The purpose of this Lambda function is to continuously generate lightweight “heartbeat” logs and store them in one or more Amazon S3 buckets.
This ensures that monitoring systems such as ArcSight SmartConnectors always detect recent activity in the bucket, allowing teams to distinguish between:
Connector issues (no data reaching ArcSight), and
Source system inactivity (product temporarily not generating logs).
The Lambda periodically writes a small JSON object to each configured S3 target, simulating a regular log entry. These files are then read and forwarded by existing log collectors.
Component
Description
AWS Lambda Function
Generates and uploads heartbeat files at regular intervals (for example, every 5 minutes).
Amazon S3 Bucket(s)
Destination for the heartbeat log files. Each target consists of a bucket and an optional folder/prefix.
Amazon EventBridge (CloudWatch Events)
Triggers the Lambda on a recurring schedule.
IAM Role
Grants the Lambda permission to write to S3 and to publish logs to CloudWatch.
Before starting:
You must have access to the AWS Management Console with permission to create Lambda functions, IAM roles, and EventBridge rules.
One or more S3 buckets where logs are stored and monitored.
A copy of the Lambda source code file (provided separately).
Open the IAM service in the AWS Console.
Choose Roles → Create role.
Under Trusted entity type, select AWS service, then choose Lambda as the use case.
Click Next.
Attach the following managed policy:
AWSLambdaBasicExecutionRole (provides CloudWatch Logs permissions)
Choose Next again.
On the Add permissions page, select Create inline policy, and define a policy that allows the function to write to your target buckets, for example:
Service: S3
Action: PutObject
Resources: each of your buckets, using the pattern arn:aws:s3:::bucket-name/*
Review and create the role (e.g., name it lambda-heartbeat-writer-role).
If your S3 buckets enforce KMS encryption, also add KMS permissions (Encrypt, GenerateDataKey*) for the relevant key.
In the AWS Console, go to Lambda → Create function.
Choose Author from scratch.
Function name: s3-heartbeat-writer (or similar).
Runtime: Python 3.11.
Execution role: select Use an existing role and choose the IAM role created earlier.
Click Create function.
Under the Code tab, upload the provided Python file (from your separate source file).
Click Deploy once uploaded.
In the Lambda configuration view, open Environment variables → Edit.
Add the following key-value pair:
Key: TARGETS
Value:
[{"bucket":"scapitalvc","prefix":"Avanan-logs/"}]
This format supports multiple targets.
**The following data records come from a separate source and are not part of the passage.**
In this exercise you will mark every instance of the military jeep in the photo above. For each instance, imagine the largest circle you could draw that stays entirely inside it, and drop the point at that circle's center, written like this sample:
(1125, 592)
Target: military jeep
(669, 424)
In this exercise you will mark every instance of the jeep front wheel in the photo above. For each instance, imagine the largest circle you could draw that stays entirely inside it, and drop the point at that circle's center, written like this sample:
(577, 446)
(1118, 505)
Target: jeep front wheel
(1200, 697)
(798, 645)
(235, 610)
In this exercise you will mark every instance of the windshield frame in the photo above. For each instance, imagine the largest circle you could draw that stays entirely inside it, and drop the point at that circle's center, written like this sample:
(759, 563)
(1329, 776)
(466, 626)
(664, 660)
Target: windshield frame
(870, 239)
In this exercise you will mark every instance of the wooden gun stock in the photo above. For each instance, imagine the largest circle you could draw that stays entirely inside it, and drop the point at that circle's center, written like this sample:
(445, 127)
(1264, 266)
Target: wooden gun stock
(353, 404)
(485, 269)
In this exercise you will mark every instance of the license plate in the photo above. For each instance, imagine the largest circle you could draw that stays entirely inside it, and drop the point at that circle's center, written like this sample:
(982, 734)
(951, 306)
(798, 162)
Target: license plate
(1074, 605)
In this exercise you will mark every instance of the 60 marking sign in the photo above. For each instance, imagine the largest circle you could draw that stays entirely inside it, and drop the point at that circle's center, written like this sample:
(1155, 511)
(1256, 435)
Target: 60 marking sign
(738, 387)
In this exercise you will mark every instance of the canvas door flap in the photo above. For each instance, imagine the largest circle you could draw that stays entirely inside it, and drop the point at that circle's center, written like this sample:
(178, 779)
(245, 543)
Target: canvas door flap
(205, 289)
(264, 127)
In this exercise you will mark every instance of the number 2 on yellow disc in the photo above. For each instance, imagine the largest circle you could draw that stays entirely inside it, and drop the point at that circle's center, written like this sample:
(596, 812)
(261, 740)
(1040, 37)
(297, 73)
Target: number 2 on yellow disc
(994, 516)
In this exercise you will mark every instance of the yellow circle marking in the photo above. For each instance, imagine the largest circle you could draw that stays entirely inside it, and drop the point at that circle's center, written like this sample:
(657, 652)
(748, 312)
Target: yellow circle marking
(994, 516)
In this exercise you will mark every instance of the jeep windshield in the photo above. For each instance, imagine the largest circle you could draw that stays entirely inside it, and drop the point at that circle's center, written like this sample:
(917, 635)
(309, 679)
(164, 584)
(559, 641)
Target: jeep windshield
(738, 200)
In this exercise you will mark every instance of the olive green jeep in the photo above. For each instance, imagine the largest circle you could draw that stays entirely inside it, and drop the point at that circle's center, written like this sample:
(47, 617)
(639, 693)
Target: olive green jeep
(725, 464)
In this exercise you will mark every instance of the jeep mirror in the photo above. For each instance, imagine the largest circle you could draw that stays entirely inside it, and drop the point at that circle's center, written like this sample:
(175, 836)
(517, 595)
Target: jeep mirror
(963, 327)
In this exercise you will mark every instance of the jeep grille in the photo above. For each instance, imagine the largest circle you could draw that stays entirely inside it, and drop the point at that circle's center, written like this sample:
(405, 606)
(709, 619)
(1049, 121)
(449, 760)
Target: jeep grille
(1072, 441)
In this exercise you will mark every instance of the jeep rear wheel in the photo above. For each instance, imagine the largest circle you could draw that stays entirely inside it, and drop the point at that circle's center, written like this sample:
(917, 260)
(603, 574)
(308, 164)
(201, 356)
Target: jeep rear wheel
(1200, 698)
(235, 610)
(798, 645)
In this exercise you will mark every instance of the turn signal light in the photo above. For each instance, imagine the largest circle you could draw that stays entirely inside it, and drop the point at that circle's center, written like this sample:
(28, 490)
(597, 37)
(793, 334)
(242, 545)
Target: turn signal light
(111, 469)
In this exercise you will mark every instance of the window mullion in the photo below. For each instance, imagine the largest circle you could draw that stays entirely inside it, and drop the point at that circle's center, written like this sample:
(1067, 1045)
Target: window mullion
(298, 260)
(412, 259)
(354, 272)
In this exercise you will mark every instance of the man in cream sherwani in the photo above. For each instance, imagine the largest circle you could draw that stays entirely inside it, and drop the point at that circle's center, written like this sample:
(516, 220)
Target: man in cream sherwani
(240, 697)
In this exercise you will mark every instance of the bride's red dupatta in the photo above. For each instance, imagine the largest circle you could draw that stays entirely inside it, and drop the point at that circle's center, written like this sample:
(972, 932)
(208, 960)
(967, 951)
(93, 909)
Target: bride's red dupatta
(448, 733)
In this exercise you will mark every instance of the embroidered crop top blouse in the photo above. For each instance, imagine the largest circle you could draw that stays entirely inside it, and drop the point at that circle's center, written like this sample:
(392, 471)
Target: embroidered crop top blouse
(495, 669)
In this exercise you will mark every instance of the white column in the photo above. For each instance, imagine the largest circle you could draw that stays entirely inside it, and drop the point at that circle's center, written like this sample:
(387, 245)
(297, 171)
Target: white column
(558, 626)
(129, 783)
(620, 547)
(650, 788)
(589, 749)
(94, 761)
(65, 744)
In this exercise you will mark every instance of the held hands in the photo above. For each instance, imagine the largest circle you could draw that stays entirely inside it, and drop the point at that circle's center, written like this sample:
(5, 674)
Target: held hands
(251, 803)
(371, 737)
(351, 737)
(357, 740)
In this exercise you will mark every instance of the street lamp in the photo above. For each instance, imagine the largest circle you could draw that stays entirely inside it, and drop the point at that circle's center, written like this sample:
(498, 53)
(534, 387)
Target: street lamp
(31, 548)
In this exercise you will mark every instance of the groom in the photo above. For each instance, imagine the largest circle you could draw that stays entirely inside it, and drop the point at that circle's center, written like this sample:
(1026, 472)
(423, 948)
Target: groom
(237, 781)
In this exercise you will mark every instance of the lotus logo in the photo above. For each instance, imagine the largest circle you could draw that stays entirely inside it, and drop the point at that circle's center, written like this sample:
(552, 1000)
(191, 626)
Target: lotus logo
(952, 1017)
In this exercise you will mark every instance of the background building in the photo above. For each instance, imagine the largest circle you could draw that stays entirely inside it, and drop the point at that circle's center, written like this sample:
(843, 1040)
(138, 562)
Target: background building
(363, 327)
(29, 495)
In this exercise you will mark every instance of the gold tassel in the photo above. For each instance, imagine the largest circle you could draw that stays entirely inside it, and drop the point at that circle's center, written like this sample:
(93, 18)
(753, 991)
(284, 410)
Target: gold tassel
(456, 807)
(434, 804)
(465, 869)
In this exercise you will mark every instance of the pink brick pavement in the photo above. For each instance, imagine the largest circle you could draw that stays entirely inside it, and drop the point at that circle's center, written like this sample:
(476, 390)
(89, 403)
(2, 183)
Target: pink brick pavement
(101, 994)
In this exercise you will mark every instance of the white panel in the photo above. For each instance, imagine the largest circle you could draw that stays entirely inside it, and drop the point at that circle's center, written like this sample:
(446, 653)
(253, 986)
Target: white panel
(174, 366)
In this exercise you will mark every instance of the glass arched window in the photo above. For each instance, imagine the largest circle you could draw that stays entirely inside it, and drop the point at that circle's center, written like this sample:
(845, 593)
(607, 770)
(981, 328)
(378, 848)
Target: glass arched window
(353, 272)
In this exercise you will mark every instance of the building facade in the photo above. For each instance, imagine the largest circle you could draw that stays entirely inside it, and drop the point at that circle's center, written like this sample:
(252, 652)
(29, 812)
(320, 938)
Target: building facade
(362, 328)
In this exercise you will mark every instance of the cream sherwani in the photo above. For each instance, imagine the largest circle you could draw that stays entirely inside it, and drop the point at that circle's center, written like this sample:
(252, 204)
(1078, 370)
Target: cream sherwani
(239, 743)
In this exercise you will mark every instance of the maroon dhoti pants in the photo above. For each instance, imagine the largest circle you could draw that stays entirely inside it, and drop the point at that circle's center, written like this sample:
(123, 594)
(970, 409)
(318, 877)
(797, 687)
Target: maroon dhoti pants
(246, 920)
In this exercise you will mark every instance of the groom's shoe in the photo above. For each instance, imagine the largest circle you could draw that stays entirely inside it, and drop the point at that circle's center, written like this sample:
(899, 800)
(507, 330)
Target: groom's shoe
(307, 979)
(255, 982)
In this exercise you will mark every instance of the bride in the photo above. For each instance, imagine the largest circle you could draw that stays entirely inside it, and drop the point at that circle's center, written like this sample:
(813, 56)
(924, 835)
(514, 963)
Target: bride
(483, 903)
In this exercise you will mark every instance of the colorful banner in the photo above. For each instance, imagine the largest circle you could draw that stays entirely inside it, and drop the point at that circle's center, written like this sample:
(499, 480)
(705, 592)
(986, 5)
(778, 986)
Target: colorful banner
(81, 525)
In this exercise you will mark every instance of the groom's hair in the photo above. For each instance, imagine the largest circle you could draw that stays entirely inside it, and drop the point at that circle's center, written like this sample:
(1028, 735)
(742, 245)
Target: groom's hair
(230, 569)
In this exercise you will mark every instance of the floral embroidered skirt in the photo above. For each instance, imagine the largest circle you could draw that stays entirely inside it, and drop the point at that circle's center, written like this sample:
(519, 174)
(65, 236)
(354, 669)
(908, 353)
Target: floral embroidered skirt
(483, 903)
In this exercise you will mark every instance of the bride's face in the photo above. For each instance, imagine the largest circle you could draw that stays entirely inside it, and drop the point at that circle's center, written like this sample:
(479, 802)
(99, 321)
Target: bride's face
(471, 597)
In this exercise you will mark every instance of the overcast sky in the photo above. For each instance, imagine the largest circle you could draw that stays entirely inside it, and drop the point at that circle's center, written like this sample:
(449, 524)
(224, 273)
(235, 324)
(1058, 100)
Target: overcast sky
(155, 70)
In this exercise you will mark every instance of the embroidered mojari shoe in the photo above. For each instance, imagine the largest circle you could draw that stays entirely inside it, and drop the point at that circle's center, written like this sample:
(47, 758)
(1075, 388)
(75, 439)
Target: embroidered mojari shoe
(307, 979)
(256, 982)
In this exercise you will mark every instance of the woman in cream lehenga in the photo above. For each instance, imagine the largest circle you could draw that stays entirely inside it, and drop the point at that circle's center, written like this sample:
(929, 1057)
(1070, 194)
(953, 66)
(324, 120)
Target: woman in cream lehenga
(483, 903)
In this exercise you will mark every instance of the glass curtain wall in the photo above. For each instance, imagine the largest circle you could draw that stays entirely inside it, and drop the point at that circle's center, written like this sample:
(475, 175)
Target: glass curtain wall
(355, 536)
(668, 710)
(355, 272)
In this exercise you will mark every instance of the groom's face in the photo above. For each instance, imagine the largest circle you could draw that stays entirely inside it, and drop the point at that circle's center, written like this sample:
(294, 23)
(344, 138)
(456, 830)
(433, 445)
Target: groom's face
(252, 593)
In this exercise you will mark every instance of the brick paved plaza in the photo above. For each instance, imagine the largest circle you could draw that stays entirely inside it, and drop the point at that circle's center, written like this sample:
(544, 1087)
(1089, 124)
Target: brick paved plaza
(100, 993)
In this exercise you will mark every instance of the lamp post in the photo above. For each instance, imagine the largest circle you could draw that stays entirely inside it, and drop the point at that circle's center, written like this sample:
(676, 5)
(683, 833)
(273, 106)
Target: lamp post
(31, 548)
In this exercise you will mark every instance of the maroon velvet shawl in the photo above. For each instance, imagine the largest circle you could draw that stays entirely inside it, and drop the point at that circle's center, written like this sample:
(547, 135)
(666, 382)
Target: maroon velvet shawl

To expand in the future, simply append more entries, for example:
[
{"bucket":"scapitalvc","prefix":"Avanan-logs/"},
{"bucket":"client2-logs","prefix":"Office365/"},
{"bucket":"backup-logs","prefix":"Avanan-backup/"}
]
(Optional) You can also define other environment variables such as:
PRODUCT_NAME – a friendly identifier for your log source.
TTL_SECONDS – how long the object should be considered valid (for internal tracking).
STORAGE_CLASS – e.g., STANDARD or STANDARD_IA.
Click Save after adding the variables.
In the function’s Triggers tab, click Add trigger.
Choose EventBridge (CloudWatch Events).
Create a new rule:
Rule name: heartbeat-every-5m
Schedule expression: cron(0/5 * * * ? *)
(runs every 5 minutes)
Click Add.
EventBridge now invokes the Lambda automatically on the chosen interval.
From the Lambda console, click Test and run the function once manually.
Confirm a successful return value (ok: true).
In the S3 bucket, navigate to your configured prefix (e.g., Avanan-logs/heartbeat/...) and verify that a new JSON file was created.
Confirm that your monitoring connector ingests and forwards this heartbeat log as expected.
To avoid long-term storage buildup:
In the S3 bucket → Management → Lifecycle rules, create a new rule.
Filter by prefix Avanan-logs/heartbeat/.
Set the objects to expire after 7–30 days depending on your retention policy.
Lambda logs are visible in CloudWatch Logs, under /aws/lambda/<function-name>.
Set up a simple CloudWatch Alarm to notify if the function starts failing or if it stops producing new objects.
Updating the heartbeat targets requires only editing the TARGETS environment variable—no redeployment needed.
This setup ensures continuous visibility into your log pipeline’s health:
Component
Purpose
Lambda function
Periodically writes a small “I’m alive” heartbeat to S3.
S3 bucket(s)
Receives heartbeats in the same path as other logs, ensuring the connector always sees recent data.
EventBridge rule
Automates the schedule (e.g., every 5 minutes).
IAM role
Provides secure, least-privilege access for the Lambda.
With this in place, your SOC or monitoring platform can clearly differentiate between connector downtime and normal log silence from the product source—eliminating unnecessary alerts.